The first is what counts as transformation, as opposed to mere change. The definition in the guidance isn’t altogether satisfactory, as ‘reducing the costs of delivering services and improving our internal processes’ is sufficient to count. That’s not just a niggle about wording: if there is something distinctive about transformation, there needs to be some clarity about what it is. It’s tempting to fall back to simple scale – but some large scale changes aren’t particularly transformational, while some much smaller changes can have a really radical impact on the relationship between inputs, outputs and, most importantly, outcomes.

The second is an inherent problem with numbered lists, which is that they present themselves as self-contained. It’s worth reflecting on what an eighth item might be. One possible answer is that there is more – quite a lot more – to be said in expansion of the seventh lens, on people. The recognition that people need to be involved and enthused is a good start, but a communication campaign isn’t a sufficient means of achieving that: if change is transformational, it is almost certain that it expects – and depends on – people’s behaviour changing, and it is dangerous to assume that behavioural change is an automatic by-product of change programmes. And of course there will often be many more people affected than those in the programme team itself – a point the ‘red flags’ section seems to overlook.

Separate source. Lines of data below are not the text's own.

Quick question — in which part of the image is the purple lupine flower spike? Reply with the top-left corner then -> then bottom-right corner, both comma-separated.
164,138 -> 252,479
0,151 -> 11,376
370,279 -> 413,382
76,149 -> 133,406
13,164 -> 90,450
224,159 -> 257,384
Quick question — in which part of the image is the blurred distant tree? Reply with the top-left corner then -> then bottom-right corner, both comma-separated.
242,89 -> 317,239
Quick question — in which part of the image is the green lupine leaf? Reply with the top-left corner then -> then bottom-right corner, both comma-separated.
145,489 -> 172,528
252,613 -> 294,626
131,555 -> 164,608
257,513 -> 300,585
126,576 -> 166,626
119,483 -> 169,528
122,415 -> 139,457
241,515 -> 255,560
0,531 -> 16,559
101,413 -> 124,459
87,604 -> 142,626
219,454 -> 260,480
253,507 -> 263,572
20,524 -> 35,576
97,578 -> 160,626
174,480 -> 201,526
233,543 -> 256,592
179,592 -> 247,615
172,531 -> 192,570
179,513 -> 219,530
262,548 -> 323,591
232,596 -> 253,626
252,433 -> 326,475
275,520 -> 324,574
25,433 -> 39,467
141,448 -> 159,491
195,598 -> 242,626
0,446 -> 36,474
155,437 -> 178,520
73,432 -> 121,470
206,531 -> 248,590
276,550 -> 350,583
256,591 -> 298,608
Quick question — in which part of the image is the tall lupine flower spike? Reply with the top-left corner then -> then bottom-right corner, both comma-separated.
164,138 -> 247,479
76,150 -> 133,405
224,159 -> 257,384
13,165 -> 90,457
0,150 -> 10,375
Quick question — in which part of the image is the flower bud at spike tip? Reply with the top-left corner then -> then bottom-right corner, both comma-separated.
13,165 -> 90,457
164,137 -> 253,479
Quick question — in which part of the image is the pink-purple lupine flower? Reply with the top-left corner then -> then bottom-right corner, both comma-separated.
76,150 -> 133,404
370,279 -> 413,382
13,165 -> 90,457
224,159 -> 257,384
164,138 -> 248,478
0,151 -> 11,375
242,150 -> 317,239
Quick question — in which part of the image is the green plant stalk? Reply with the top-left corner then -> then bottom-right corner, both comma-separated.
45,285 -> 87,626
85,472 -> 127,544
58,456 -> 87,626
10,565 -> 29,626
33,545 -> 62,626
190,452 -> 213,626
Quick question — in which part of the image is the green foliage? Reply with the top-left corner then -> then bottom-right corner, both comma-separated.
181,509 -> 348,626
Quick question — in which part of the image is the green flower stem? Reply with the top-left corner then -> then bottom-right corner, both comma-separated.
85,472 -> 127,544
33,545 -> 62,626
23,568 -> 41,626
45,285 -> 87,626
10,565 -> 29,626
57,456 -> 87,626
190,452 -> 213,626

And there is a small but subtly important issue in the title: the lens metaphor is an odd one, which doesn’t stand up to very much thought. That’s not to say that there is a single self-evidently better one, but moving away from language which implies inspection and distortion to language which hints more at engagement and multiple perspectives might be a stronger foundation for delivering real transformation.

Strategy

Strategic changes are hard

John Naughton – Memex 1.1

A short post making the case for the assertion in its title  – strategic changes are hard. It’s based on the example of Intel, taken from an essay by Walter Kiechel III which ends with this timeless warning:

Read over the tale of what it took to get there if, in a delusional moment, you’re ever tempted to think that putting strategy into practice is easy, even a seemingly emergent strategy.

Data and AI Social and economic change

Q & A with Ellen Broad – Author of Made by Humans

Ellen Broad – Melbourne University Publishing

Ellen Broad’s new book is high on this summer’s reading list. Both provenance and subject matter mean that confidence in its quality can be high. But while waiting to read it, this short interview gives a sense of the themes and approach. Among many other virtues, Ellen recognises the power of language to illuminate the issues, but also to obscure them. As she says, what is meant by AI is constantly shifting, a reminder of one of the great definitions of technology, ‘everything which doesn’t work yet’ – because as soon as it does it gets called something else.

The book itself is available in the UK, though Amazon only has it in kindle form (but perhaps a container load of hard copies is even now traversing the globe).